Le Yemen est dans un état de quasi guerre civile et semble suivre un scénario à la Libyenne. Des défections se font jour dans la diplomatie et dans l’armée. Les chefs de la tribu la plus puissante du Yemen, les hashid, ont rejoint l’insurrection. Les insurgés du sud-est et chiites dans le Nord sont passés à l’offensive. 6 policiers yéménites sont morts dans une attentat à la bombe à Aden dans le sud du pays (almotamar.net). La police de Dubaï, aux Emirats Arabes Unis, a annoncé avoir saisi une cargaison de 16 000 pistolets à destination du Yemen (emirates 24/7). Le président Saleh acculé à la sortie par la population civile et la communauté internationale, essaie de se maintenir au pouvoir.

L’operation Yemen des Anonymous est en court. Vous pouvez avoir plus d’infos sur le pad, ici.

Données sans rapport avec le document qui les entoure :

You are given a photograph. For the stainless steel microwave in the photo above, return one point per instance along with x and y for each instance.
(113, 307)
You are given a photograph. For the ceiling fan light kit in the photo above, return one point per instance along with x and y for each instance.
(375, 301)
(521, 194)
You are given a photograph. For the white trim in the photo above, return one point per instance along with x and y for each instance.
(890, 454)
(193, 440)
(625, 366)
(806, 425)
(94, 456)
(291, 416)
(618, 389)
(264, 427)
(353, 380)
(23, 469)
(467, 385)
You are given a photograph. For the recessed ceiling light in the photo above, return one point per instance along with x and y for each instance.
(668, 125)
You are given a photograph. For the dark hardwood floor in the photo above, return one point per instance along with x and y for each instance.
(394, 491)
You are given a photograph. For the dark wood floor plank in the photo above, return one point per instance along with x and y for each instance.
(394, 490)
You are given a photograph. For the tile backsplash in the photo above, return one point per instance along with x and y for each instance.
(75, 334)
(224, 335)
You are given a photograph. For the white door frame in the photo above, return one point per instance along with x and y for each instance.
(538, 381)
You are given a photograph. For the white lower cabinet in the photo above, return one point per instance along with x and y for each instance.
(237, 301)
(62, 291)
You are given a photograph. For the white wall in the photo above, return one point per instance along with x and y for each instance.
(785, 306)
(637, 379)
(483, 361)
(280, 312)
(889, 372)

N’oublions pas non plus le Bahreïn, dont le sacrifice de la population semble être le pris à payer pour l’intervention en Libye. L’Arabie Saoudite et les Emirats Arabes Unis qui ont envoyé des soldats au Bahreïn pour réprimer les manifestations soutiennent les bombardements des forces armées libyennes. On signale une fusillade dans la mosquée de Tubli, il y aurait des femmes et des enfants parmi les victimes.  La répression est particulièrement violente au Bahreïn comme le montre cette vidéo sur youtube qui montre des policiers tabasser un homme lors de la fouille de son véhicule:

On signale aussi que le corps de l’activiste Hani abdul aziz, kidnappé alors qu’il était hospitalisé, a été retrouvé sans vie.  Une vidéo a été posté en hommage aux opposants tués:

Le dernier rapport des nations-unies la semaine dernière faisait état de 418 morts en Côte d’Ivoire depuis la mi-décembre 2010 (paris-match) mais le nombre de tués ne cesse de croître. Les exactions quotidiennes des milices pro-Gbagbo ou LMP (La Mort Partout) font plusieurs victimes chaque jour. La Côte d’Ivoire fait face à la suppression des subsides pour sanctionner le gouvernement de Gbagbo qui vit sur les fonds de trésorerie. Ainsi, le chômage augmente de manière affolante, les fonctionnaires ne sont presque plus payer et les rebelles ont repris les armes pour chasser Gabgbo du pouvoir. La Côte d’Ivoire fait face à une situation de guerre civile qui se mêle à des pénuries alimentaires et une dure situation économique. L’accroissement des tensions est propice aux exécutions sommaires, les milices LMP ne reculent devant rien pour faire taire les opposants. Une vidéo sur youtube montre le quartier d’Abobo après un raid d’une milice pro-Gabgbo. ATTENTION! LES IMAGES PEUVENT HEURTER LA SENSIBILITÉ:

Lundi soir, on signalait un plusieurs raids pro-Gabgbo:

ALERTE !! LMP (La MORT PARTOUT) vient de LACHER UNE MILICE au quartier laurRier 9 sur la rte de bingerville face genie 2000 #CIV2010

Alerte!! Descente musclée de miliciens chez l’oncle du PR ADO: 1 mort+1homme (Konaté Siaka) enlevé, une voiture 4X4 volée immat 785 #Clifci

Aujourd’hui, la même personne twittait encore:

RT: @gabnorev: 16h20 – 23 mars Abidjan –Obus lancés sur Abobo kennedy vers 14h00, bilan: 4 morts signalés. #ivorycoast #civ2010 #clifci #civ

La Côte d’Ivoire vit dans la peur des attaques qui peuvent survenir à tout moment et faucher en un rien de temps des vies innocentes. La violence des partisans du président Gbagbo est aveugle et ne fait aucune distinction, il suffit d’être d’une ethnie différente, de vivre dans un quartier opposé au pouvoir et d’être d’une autre religion pour subir les attaques. On parle de plusieurs mosquées brûlées par les milices.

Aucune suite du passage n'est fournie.